Voorspellen hoe België zou presteren op de Olympische Spelen was de afgelopen edities niet moeilijk. De experts veronderstelden dat alles wat mis kon gaan mis zou gaan, overgoten die analyse met cynisme en klaar was Kees. Maar Rio 2016 brak met die traditie en hoe. België won twee gouden, twee zilveren en twee bronzen medailles: het beste resultaat sinds de Olympiade van 1948.

En dan te zeggen dat het Belgisch Olympisch Comité (BOIC) vorig jaar nog vreesde voor rampzalige Spelen. Het BOIC hield er rekening mee dat onze atleten Rio zouden moeten verlaten zonder één medaille. ‘Dit succes valt uit de lucht’, vertelt delegatieleider Eddy De Smedt, een gewezen handbalbondscoach. ‘We wisten dat de densiteit van onze delegatie verbeterd was: meer en meer Belgen leunen binnen hun discipline aan bij de top, maar dat levert niet noodzakelijk podiumplekken op.

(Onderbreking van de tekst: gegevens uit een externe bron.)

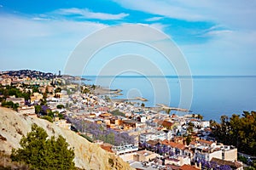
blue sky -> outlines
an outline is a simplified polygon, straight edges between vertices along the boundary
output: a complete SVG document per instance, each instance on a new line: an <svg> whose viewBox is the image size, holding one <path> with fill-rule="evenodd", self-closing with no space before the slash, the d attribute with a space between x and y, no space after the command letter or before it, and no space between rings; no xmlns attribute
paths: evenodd
<svg viewBox="0 0 256 170"><path fill-rule="evenodd" d="M63 71L84 37L129 23L167 34L193 75L256 75L255 20L255 0L0 0L0 70ZM97 74L115 50L99 53L84 74Z"/></svg>

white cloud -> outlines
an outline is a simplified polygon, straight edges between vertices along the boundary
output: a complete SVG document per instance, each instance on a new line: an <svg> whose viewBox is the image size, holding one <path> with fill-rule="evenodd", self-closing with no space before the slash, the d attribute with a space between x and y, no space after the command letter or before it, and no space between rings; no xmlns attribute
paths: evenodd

De beste voorspeller voor olympisch succes is het aantal medailles op wereldkampioenschappen en ons rapport voor Rio oogde bijzonder mager. Deze Spelen waren schitterend, maar op dit moment kan niemand zeggen waar dat precies aan lag.’

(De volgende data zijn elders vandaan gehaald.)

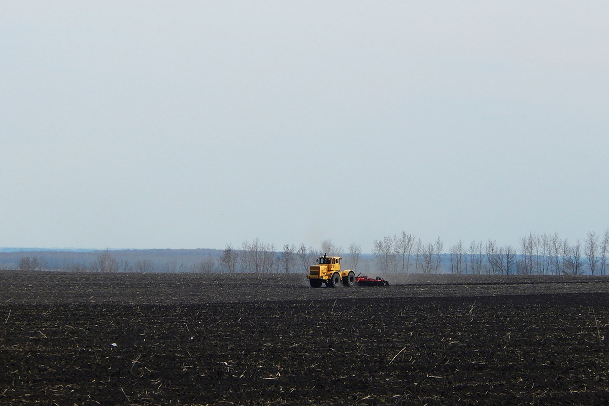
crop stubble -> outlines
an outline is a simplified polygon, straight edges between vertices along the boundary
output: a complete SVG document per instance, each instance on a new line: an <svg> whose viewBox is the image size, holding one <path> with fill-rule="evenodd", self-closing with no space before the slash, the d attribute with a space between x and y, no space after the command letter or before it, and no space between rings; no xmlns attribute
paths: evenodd
<svg viewBox="0 0 609 406"><path fill-rule="evenodd" d="M0 278L1 404L609 401L602 278Z"/></svg>

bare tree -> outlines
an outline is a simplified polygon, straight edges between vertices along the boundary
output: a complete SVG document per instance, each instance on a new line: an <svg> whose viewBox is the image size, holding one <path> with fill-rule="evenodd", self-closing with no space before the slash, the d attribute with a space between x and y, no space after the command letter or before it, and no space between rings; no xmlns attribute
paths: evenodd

Een verklaring waar je kanttekeningen bij kunt plaatsen, maar die in het olympisch dorp vaak gebezigd werd, was dat de Belgen al op de eerste dag scoorden. Greg Van Avermaet won in het wielrennen op de weg een onverhoopte gouden medaille. ‘Die positieve vibes verspreidden zich onder de andere atleten’, bevestigt De Smedt. ‘Het BOIC heeft altijd sterk ingezet op het groepsgevoel. In geen enkele delegatie kennen de atleten elkaar zo goed als bij de Belgen. Zo inspireren ze elkaar.’ Het BOIC houdt kennismakingsstages waar sporters uit verschillende disciplines elkaar leren kennen tijdens partijtjes voetvolley en tafeltennis. Op de laatste preolympische stage in Lanzarote werd DJ Netsky ingevlogen, om er echt een feestje van te maken. Naderhand sprak een verbolgen toptrainer over ‘een gigantische verspilling van middelen en tijd’, maar het BOIC zal na Rio het geweer niet van schouder veranderen.

Verloren geld

‘Als Rio één ding bewezen heeft, dan is het dat West-Europese landen die willen uitblinken zich tot in het extreme moeten specialiseren’, vindt Trudo Dejonghe, sporteconoom aan de KU Leuven. ‘Richt je op maakbare medailles, in sporten die weinig mensen beoefenen. Ik denk aan roeien, kanovaren, baanwielrennen: niet toevallig disciplines die de Britten domineren. Zij zijn de meesters van de specialisatie. België volgt dat pad sinds kort ook, zij het niet zo doorgedreven als zou kunnen. Want waar winnen we medailles? In het baanwielrennen bij de dames, en hoeveel vrouwen houden zich daar professioneel mee bezig? Of in het hockey, nog zo’n zelden beoefende sport, die bovendien zeer technisch is. Sportwetenschappelijke begeleiding maakt in die disciplines een groot verschil: investeren loont dus. Daar ligt de toekomst van de Belgische sport. Maar dat betekent dat je keuzes moet maken. Iedere euro die naar langeafstandslopen gaat, is wat mij betreft verloren geld, want daar domineren de Oost-Afrikanen.’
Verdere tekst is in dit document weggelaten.